Eliminate corporate silos
“The key to getting teams to work together is to eliminate (corporate) silos and better understand our customers’ needs. We have to have a written strategy in place and work in harmony, and agree on objectives and priorities. Everyone must have a specific responsibility,” says Mutlu Gunenc, Director, Digital Strategy and Innovation, at Beigene.
Many pharma companies are in a position to develop and offer a variety of digital marketing approaches for engaging with their customers. These go hand-in-hand with more traditional marketing approaches.
“You need an open mind and must consider all angles when reviewing the data so you learn as much as possible about the provider and the patient. You ask yourselves, ‘What meaningful story can we generate?’ This has to be done consistently,” he adds. “Every time an HCP engages a channel or platform, you may receive new personal information about them. Teams have to be constantly ready to collect and assess that new data.”
A strong AI platform would seamlessly combine with different analytics, sources of data, and marketing data to enable companies to best manage their strategic engagement. Such platforms should be both easy to use and scalable, he indicates. “We must have a strong foundation in data analytics. We have millions of data points, and we need to interpret those data in a meaningful way,” he explains.
For example, when analyzing data and planning an NBA for customer engagement, a pharma marketing team may have a medical educational program that it wants to release to HCPs. By analyzing available data, the group may determine that it’s best to release the program on a Sunday morning when HCPs are more available to review it than during a weekday when they are busy seeing patients, according to Gunenc.
The Covid effect
Covid-19 continues to have a long-lasting effect on the behaviors of HCPs and patients. Being exposed to telemedicine and meeting remotely enabled them to receive information more quickly and in different ways than through traditional one-on-one meetings, and they still prefer those options by using social media and other channels, says Gunenc.

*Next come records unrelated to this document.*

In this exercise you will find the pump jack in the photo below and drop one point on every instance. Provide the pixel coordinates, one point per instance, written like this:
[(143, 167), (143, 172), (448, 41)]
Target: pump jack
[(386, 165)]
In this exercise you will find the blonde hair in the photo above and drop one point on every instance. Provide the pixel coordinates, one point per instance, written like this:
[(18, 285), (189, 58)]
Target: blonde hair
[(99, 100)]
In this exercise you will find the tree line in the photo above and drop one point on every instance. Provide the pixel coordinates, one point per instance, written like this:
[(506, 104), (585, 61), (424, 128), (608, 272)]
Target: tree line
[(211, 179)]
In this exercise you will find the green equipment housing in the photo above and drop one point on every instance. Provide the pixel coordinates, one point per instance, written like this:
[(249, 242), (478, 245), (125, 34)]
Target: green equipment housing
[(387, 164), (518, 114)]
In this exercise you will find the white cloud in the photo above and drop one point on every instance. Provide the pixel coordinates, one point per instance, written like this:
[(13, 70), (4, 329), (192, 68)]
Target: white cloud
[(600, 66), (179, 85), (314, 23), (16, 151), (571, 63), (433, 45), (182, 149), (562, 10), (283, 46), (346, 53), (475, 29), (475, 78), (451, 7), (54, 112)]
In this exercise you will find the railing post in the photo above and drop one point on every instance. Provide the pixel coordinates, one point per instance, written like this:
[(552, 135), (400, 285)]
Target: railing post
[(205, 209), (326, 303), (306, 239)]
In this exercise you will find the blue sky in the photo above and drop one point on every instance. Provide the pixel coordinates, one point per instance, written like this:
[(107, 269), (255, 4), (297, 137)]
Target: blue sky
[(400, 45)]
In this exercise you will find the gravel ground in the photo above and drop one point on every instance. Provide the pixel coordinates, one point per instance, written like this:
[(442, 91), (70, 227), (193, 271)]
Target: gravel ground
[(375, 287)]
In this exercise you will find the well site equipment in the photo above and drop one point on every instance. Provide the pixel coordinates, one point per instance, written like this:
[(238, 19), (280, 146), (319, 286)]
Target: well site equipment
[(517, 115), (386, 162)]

When trying to successfully engage with customers, Gunenc cautions that companies should not dictate how they believe their customers should behave. For example, a pharma sales team may prefer to have face-to-face meetings with HCPs, but HCPs may prefer to engage digitally, through a variety of channels, in creative ways.
“If you engage with them their way, they’ll be less resistant to your message. And if their ways change, you have to change your approach and remain aligned with them. Their needs are not static. We have to adopt to give them the content the way they want it, whether it’s in small bites on social media or with more information in emails or on our website,” Gunenc notes.
To reach patients, based on knowing their needs, pharma can engage HCPs and intermediary organizations to funnel disease and treatment information to patients for informational purposes, so that the companies do not appear to be trying to sell medicines directly to patients, according to Gunenc.
But one challenge pharma teams face involves how different regions and governments, such as in Europe, have privacy laws that restrict the data available from HCPs and patients that can be accessed. Then data has to be collected anonymously, and trajectory analysis must be used to assess the HCP’s or patient’s needs. “We don't see this as an obstacle but as an opportunity to be respectful and trustworthy in our interactions with all relevant stakeholders,” says Gunenc.
Another challenge is the restricted physician access that has been instituted by some hospitals, which has forced companies to engage digitally, says Gunenc. “We need to find as many ways as possible to reach out and engage with HCPs, delivering the information they are looking for the way they want it.”